A woman's cyclical journey through life involves many transformations. She leaves behind one self to become another - from pre-puberty to teen, from maiden to mother, and at menopause, her body and hormones are changing once again. The Heroic Quest involves a separation from the old life, a descent into the abyss, a revelation or transformation, and a return. Most women go through this more than once!
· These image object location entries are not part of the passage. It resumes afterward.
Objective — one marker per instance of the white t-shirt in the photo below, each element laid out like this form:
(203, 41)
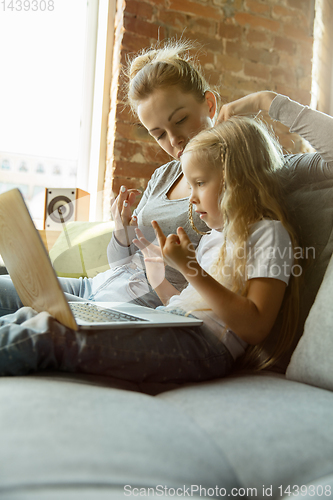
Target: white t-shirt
(269, 255)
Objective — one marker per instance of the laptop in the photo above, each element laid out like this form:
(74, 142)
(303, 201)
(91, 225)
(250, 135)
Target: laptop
(37, 285)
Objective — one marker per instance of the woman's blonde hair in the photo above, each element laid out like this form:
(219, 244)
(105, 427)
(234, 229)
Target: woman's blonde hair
(164, 66)
(248, 156)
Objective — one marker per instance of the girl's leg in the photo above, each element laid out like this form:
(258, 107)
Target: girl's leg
(30, 342)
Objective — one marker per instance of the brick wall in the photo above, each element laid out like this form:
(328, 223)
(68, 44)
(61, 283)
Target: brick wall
(248, 45)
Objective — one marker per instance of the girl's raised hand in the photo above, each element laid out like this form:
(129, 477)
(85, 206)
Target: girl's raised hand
(177, 249)
(248, 105)
(122, 214)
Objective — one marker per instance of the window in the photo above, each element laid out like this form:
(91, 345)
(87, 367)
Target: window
(52, 91)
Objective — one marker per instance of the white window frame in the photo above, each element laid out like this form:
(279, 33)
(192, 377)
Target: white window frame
(96, 102)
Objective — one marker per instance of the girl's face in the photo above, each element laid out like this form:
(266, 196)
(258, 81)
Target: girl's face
(173, 117)
(205, 184)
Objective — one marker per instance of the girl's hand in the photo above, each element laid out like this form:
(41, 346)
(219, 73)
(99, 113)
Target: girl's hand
(122, 215)
(248, 105)
(153, 259)
(177, 250)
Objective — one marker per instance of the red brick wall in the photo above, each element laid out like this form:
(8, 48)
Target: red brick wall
(248, 45)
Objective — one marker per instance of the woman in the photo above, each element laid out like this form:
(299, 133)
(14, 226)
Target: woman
(167, 81)
(31, 341)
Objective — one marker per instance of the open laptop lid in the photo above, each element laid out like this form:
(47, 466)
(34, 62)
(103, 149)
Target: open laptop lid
(27, 260)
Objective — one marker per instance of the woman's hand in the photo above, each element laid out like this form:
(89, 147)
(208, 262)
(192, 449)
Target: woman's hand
(122, 215)
(154, 263)
(248, 105)
(177, 250)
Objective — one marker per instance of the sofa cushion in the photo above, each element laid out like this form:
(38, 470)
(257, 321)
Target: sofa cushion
(312, 360)
(309, 196)
(60, 437)
(273, 431)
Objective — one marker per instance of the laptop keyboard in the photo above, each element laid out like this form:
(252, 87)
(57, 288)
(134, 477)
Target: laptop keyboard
(95, 314)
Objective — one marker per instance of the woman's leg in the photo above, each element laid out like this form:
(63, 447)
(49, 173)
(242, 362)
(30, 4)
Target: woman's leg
(31, 342)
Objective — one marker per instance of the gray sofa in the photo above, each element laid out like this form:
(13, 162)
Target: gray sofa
(268, 434)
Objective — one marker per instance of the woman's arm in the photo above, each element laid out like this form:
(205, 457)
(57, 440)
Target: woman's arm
(312, 125)
(119, 253)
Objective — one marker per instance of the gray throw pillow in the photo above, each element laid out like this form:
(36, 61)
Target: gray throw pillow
(311, 361)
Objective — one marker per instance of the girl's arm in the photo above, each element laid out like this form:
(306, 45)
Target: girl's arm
(251, 317)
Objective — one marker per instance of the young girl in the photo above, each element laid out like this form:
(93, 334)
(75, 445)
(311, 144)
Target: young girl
(239, 274)
(167, 81)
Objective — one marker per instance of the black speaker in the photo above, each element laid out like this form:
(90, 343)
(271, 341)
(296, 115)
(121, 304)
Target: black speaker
(64, 205)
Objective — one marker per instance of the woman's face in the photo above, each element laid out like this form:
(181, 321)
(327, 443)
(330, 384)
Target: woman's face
(173, 117)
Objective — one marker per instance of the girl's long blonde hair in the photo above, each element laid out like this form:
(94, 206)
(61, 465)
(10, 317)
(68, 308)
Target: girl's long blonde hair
(164, 66)
(248, 156)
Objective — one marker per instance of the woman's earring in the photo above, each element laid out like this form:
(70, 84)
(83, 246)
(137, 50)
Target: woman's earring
(190, 216)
Even Joseph Campbell calls mothering a heroic task.
It takes courage to be a woman, but it also calls on the power of the Feminine. We can stride into the forest and wrestle the Beast or bears, but more often the strength that is needed is slower, more patient, as in labour and childbirth.
A woman's strength comes from her center, from the wholeness of her being, and it demands her Presence, her intuitive knowing and response to what is needed. At menstruation, we learned to tune in and listen better to our own hormonal rhythms, our mood swings and emotional needs. At childbirth, we learn to surrender to the body and a baby coming out, and then to its needs for food and rest.
At Menopause, we transform once more, and learn the big lesson of Descent and Return. We are on our way to becoming Elders. And the need for self-care becomes paramount, so we can better serve the young children, men and women coming up behind us.
We can fight these rhythms of change, the seasons and cycles, and suffer being out of whack, out of tune with ourselves. Or we can listen to the inner rhythm, connect to body, mind and soul, giving ourselves that tender, gentle care we so lovingly lavish on others.
That self-compassion and kindness, that gentle self-love goes a long way to healing the heroine's angsts and fears. Follow your intuition, and a pathway will open up in the dark woods. Follow your bliss, and don't let the dragons of fear paralyze you.
This is your Quest, your Journey. And you will emerge brighter, better, stronger than before. The second half of life awaits you. Enter and Enjoy!